As of last count, I have taken 16 trips to Japan during my career, and have spent over 6 months of cumulative time there. This has given me some insight into traveling to Japan, which I thought I would provide here:Transport
Recently, international airports are popping up around Japan, but it is still likely you will fly into Narita, the international airport for Tokyo. Allow 1.5 to 2 hours from Narita airport to downtown Tokyo, as the airport is pretty far from the city. Taxis are expensive (~$300 from airport to downtown), so take the shuttle bus or Narita Express train (either is about $30) to downtown, and then a taxi from there to your hotel. The Kansai (Osaka) airport is similar - trains or buses are much cheaper than taxis.
In taxis, the taxi driver will open and close the door for you, so don't bother reaching for the door handle. It is often good to have someone at your hotel or from your office write the name and address of where you are going in Japanese on a piece of paper, along with the name and address of the hotel for your return trip. This way you can just show the paper to the taxi driver, rather than worry about language barriers. Taxi drivers in Japan (and Japanese people in general) are very honest, so you don't need to worry about them taking you for an extended drive to run up the meter.Money
American credit cards and ATM cards are often not accepted outside of standard business locations. Instead, cash is used for most purchases (a guy I worked for told me once he bought a car with cash). To add to the challenge, they have coins for anything less than about US$10, and only have bills that are about equal to a $10 (1000 yen), $50 (5,000 yen), and $100 (10,000 yen). I found I was always carrying around pockets full of change.
I suggest bring about $500 per week, and change the money into yen at the airport currency exchange counter, which gives decent rates. If you do need to get cash from a credit card or ATM, skip the banks and instead go to the post office, which has ATM machines that will often accept your cards (and have English instructions to boot).
Tipping is not common in Japan, so no need to leave tips after a meal.
Travel (trains, taxis, etc.) and entertainment costs are a lot higher than in the west. Other costs (food, hotels, etc.) are similar to the west.Eating/Drinking/Entertaining
In Japan, it is very true that many decisions are made after work over drinks. Expect to have dinners (and maybe more) with those who you are meeting. Even if no work is being talked about, you are building a relationship that will be required for business, so it is important that you go to these. If you are not a fan of sushi, there are many restaurants that serve other types of Japanese foods or western foods.
Wear loose shoes (preferably ones that sip on and off, rather than have laces) and socks without holes if you go to a Japanese restaurant, as you will be taking your shoes off.

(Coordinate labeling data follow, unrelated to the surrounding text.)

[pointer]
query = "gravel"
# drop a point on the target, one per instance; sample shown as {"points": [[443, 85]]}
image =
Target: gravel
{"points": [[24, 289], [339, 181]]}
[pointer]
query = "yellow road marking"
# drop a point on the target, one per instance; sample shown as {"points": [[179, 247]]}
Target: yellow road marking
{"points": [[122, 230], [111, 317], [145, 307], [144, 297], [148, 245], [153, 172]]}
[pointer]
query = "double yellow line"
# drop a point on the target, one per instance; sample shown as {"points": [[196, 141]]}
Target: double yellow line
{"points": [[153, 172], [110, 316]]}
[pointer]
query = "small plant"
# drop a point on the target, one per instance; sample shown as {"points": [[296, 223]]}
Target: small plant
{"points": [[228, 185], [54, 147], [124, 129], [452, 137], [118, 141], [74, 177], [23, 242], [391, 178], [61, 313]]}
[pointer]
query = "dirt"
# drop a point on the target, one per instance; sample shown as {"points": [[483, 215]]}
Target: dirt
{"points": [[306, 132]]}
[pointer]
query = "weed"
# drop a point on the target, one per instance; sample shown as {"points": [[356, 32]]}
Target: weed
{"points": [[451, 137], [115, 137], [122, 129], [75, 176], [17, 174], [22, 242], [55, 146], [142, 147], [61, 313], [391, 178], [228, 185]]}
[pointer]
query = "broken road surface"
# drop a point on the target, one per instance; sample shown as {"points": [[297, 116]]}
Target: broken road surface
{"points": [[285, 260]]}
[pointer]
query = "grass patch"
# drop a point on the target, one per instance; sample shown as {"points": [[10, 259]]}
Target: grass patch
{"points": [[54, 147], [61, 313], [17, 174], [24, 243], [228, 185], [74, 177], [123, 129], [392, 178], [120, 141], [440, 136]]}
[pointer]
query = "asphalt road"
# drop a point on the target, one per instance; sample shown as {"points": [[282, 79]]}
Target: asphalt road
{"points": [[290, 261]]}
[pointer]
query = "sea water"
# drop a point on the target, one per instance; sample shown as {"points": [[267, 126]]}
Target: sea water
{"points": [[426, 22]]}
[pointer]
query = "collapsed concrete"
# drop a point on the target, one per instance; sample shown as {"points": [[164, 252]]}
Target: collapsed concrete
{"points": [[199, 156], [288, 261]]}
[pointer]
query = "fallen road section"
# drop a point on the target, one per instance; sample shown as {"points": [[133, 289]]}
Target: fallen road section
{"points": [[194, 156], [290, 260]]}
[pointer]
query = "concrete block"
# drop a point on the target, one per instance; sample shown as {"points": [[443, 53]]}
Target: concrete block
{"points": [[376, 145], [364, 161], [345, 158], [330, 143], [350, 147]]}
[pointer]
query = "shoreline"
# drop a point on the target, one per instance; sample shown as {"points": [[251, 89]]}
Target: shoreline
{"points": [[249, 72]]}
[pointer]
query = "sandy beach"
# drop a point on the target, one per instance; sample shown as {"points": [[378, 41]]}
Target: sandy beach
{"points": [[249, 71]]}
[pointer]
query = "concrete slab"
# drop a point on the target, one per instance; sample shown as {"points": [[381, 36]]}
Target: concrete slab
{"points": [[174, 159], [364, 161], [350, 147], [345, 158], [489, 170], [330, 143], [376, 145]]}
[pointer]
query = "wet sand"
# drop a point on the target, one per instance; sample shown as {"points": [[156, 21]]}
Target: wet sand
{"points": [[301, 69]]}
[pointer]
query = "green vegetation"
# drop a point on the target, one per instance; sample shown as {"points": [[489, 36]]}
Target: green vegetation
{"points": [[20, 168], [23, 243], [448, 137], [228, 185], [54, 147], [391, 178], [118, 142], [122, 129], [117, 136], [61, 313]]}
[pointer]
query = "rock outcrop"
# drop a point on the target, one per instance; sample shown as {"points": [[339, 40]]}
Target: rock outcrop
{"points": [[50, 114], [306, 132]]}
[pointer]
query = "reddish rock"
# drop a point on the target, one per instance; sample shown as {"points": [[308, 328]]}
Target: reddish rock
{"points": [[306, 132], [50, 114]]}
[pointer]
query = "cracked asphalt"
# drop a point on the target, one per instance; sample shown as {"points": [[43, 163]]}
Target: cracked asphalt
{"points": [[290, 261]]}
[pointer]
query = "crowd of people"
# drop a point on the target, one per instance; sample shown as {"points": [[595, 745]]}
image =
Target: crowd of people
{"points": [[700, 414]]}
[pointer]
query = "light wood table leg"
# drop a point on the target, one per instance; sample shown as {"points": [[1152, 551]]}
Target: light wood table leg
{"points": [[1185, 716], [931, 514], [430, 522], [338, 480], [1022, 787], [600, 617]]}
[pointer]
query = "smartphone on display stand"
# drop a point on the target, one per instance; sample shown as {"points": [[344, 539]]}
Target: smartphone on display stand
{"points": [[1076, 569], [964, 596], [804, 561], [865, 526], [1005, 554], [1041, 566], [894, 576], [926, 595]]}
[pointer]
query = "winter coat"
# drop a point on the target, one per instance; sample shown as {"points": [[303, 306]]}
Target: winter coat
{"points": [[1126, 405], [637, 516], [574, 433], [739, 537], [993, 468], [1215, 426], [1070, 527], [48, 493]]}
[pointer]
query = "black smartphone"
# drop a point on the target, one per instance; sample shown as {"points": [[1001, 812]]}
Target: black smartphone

Never pour your own drink, but do offer to pour for the others you are with if their glass is less than half full. If it is some form of shared food, always offer food to others before taking for yourself.
After dinner, you will likely go for a "2nd round." This will likely involve going to a drinking establishment, probably a karaoke box. There will be more drinking and likely singing. Do try to sing a song or two, even if you are bad. After this will likely be a "3rd round," as a smaller group will continue on (often the more senior people leave, so you are just with the people who you will be working closely with). This all often ends at between 11 and midnight, as everyone scurries off to catch the last train home.